[Beowulf] Performance characterising a HPC application

Fri Mar 23 09:53:19 PDT 2007

On Fri, 2007-03-23 at 03:23 -0400, Patrick Geoffray wrote:
> It is unbelievable that so few people denounce it. It is clearly 
> implemented only to cheat on a micro-benchmark. What's next ? Checking 
> that the buffer to send is identical to the previous one to avoid 
> sending "redundant" messages in ping-pong ?!?

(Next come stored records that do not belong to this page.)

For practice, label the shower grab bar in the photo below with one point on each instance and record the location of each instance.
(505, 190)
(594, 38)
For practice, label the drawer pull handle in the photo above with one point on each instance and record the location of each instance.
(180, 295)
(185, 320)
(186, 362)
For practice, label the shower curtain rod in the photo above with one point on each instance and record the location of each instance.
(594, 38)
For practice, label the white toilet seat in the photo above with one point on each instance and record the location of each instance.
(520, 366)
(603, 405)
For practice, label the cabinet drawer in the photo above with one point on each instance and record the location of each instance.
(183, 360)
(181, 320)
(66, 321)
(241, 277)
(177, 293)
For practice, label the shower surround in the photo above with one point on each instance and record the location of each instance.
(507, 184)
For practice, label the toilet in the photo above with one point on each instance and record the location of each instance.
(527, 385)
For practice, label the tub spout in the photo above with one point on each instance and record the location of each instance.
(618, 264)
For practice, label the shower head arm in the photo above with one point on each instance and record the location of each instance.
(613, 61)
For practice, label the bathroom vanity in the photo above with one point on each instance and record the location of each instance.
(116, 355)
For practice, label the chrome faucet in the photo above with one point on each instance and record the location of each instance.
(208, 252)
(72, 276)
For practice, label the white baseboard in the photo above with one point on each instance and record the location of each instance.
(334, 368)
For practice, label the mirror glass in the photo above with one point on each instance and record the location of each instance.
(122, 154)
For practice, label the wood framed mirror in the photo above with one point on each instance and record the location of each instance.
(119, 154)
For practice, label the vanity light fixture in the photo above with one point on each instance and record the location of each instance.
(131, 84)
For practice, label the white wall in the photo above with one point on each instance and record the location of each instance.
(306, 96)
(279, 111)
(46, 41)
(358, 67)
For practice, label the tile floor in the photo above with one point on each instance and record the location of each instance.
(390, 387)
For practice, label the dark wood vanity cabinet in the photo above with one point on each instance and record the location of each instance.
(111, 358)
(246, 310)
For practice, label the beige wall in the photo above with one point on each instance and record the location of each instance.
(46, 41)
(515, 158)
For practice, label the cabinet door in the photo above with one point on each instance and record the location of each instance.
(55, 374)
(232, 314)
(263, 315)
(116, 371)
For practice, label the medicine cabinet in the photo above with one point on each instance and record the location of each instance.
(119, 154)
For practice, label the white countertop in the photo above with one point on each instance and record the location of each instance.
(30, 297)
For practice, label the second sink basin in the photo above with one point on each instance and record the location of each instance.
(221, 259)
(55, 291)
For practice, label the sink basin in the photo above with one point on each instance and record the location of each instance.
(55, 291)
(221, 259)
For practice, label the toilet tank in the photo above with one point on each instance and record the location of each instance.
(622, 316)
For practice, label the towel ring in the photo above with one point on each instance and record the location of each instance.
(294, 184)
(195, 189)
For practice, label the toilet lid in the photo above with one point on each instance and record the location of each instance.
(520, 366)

Far better to check if the buffer you are sending is just many COW
copies of the kernel zero page and if it is get the receiver to
mmap() /dev/zero over the recv buffer.  Every benchmark should
initialise transmitted data before it is sent, if only to prevent page
faults inside the timing loop.  We don't do this of course but often
comment that with a lot of benchmarks we could get fairly large
bandwidth numbers if we did.

> If you want to show the impact of concurrent communications, something 
> latency-based like the HPCC ring test is the best way (eventually with 
> more nodes). The millions of packet per second of a stream-based 
> benchmark are lovely for the marketing folks, but has little meaning for 
> real codes that computes a minimum. However, an alltoall on many 
> cores/nodes would exercise the same metric (many sends/recvs on the same 
> NIC at the same time), but would be harder to cheat and be much more 
> meaningful IMHO.

Alltoall is one of the hardest functions to optimise purely because of
contention in the NIC, the optimisations we do aim to reduce this number
and avoid hotspots.  It's probably a good thing to benchmark to get a
idea of the capability of a given network.

Ashley,